You make a dictionary as already pointed out, but how are you going to handle a bad input? I would create a default method and use the dict.get method:

def fallback():
    print('That command does not exist')
    # add any code you want to be run for
    # a bad input here...

functions = {
    'a': a,
    'b': b
}

Then call the function by retrieving it:

functions.get(args.function.lower(), fallback)()

Comments

0

Python has several built-in functions that we can utilize for instance Argparse, this method pretty common in python for command line programmable application.

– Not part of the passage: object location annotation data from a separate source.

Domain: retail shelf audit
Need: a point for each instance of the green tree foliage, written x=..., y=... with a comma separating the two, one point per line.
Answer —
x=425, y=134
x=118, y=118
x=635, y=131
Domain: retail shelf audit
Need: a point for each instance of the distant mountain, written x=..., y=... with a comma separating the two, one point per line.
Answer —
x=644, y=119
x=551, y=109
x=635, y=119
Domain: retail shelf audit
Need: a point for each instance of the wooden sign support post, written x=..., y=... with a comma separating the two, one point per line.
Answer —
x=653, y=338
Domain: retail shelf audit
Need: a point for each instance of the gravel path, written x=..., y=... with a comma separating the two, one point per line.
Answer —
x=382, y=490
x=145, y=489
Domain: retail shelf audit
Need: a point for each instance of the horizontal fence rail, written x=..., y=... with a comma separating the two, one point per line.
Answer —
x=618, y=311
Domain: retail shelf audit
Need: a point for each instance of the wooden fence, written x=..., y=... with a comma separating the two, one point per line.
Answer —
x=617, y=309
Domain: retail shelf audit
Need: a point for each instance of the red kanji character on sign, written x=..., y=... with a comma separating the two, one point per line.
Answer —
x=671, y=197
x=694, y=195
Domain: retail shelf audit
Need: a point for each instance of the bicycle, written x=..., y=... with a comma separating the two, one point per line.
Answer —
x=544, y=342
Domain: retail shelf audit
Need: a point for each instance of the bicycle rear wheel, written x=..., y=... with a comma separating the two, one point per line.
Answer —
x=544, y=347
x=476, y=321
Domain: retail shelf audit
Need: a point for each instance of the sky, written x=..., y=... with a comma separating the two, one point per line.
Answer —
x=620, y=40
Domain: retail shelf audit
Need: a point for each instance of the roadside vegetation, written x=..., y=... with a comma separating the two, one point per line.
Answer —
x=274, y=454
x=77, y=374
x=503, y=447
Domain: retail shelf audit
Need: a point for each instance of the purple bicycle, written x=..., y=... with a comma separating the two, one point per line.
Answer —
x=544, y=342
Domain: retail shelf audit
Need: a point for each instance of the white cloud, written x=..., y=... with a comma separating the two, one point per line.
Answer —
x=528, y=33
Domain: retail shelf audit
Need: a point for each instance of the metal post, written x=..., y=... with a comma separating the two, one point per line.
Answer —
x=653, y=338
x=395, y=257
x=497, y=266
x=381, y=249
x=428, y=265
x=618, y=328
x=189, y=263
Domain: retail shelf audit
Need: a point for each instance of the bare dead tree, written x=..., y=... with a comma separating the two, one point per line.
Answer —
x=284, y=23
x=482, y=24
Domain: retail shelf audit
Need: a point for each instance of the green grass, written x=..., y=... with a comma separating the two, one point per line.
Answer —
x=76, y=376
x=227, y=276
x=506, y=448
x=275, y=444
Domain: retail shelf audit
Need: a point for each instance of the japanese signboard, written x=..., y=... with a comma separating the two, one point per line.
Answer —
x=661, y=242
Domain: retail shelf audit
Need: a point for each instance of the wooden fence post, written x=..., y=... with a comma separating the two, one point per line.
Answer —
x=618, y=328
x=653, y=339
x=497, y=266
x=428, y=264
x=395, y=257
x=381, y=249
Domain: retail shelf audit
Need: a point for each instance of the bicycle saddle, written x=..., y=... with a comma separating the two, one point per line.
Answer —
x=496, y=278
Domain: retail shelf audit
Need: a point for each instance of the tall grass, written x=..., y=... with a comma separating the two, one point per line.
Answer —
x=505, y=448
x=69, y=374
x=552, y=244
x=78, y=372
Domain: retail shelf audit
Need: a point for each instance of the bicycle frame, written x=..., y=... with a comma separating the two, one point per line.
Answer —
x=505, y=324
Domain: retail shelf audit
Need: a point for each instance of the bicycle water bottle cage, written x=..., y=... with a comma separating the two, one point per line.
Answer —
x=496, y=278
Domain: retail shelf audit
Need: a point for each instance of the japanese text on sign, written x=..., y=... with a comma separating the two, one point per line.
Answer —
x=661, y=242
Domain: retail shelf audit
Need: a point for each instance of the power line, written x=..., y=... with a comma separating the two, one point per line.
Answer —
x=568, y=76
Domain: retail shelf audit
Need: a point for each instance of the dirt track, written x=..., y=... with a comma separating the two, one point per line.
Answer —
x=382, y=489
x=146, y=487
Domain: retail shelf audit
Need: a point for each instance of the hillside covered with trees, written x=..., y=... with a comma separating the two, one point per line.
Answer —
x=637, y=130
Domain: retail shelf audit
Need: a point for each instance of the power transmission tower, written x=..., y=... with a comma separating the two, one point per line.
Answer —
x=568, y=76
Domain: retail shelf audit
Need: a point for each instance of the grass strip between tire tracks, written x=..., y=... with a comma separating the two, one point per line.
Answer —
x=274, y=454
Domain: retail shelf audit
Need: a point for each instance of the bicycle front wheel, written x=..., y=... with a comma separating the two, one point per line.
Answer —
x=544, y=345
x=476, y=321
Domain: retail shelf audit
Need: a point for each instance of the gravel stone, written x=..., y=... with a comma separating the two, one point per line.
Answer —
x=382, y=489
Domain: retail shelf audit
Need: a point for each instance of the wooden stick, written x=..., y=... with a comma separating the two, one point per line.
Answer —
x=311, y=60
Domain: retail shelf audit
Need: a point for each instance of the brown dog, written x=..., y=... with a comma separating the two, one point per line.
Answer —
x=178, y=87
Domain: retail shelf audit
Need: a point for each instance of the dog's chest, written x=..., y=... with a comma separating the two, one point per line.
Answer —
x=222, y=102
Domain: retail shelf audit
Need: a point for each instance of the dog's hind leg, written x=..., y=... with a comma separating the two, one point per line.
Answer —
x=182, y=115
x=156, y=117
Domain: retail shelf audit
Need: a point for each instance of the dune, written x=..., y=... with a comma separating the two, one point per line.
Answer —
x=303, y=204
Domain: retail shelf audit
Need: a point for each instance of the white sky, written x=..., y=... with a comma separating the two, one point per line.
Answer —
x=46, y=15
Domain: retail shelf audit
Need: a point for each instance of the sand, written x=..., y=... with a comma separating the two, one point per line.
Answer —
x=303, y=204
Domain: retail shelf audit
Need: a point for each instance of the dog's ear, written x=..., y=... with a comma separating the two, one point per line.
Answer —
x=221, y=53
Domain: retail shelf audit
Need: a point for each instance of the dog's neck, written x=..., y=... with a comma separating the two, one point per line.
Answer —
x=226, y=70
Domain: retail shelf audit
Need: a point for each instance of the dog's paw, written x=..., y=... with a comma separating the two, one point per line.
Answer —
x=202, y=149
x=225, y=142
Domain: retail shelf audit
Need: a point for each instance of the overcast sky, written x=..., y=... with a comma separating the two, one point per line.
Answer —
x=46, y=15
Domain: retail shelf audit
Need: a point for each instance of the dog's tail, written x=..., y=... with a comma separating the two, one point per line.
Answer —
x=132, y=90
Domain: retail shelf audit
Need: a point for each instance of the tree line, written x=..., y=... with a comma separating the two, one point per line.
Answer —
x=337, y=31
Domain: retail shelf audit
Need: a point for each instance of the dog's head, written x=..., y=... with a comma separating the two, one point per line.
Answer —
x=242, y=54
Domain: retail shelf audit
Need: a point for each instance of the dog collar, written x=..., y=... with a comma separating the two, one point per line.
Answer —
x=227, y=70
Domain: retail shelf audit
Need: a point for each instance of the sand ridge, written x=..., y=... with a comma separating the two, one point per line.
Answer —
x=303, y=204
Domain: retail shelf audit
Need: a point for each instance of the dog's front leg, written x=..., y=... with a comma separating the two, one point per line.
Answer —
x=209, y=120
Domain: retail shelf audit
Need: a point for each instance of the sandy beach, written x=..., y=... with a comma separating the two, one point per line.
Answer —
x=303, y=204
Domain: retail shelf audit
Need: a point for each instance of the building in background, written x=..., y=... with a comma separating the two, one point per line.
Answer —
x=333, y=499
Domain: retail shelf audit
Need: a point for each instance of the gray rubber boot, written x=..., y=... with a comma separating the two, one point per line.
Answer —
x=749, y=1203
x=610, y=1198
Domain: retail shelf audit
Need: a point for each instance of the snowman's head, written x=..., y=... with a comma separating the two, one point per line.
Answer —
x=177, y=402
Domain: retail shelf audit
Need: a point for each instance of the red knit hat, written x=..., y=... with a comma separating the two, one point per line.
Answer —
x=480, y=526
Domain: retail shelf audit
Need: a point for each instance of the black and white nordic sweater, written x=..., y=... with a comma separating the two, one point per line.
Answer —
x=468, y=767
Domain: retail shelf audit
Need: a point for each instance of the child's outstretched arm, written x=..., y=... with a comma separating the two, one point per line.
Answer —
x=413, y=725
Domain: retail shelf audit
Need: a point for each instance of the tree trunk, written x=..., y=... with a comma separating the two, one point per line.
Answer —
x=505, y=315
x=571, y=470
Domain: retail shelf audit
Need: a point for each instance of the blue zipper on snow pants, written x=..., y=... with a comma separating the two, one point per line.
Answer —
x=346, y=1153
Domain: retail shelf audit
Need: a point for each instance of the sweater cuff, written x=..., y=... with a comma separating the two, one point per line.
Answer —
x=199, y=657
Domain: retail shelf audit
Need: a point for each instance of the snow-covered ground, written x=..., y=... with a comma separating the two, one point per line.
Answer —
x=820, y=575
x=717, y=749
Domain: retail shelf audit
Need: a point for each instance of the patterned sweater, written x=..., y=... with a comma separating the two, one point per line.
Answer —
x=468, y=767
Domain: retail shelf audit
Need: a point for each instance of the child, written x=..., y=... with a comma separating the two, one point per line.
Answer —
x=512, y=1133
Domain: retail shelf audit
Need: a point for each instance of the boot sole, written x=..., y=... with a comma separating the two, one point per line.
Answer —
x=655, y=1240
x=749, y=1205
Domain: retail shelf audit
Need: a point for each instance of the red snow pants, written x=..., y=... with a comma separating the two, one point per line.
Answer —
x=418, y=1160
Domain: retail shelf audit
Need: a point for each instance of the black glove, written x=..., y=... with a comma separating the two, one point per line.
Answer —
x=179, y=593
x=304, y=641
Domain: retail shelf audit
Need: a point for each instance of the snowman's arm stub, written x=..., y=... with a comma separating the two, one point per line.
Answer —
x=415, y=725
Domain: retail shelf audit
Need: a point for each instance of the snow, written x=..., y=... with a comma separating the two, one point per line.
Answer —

The basics:

import argparse
parser = argparse.ArgumentParser()
parser.parse_args()

By this method, you can have something like this:

$ python3 prog.py -v
verbosity turned on
$ python3 prog.py --help
usage: prog.py [-h] [-v]

optional arguments:
  -h, --help     show this help message and exit
  -v, --verbose  increase output verbosity

1 Comment

You don't describe how it can help. I see output, but no idea what is under the hood when call '-v' option.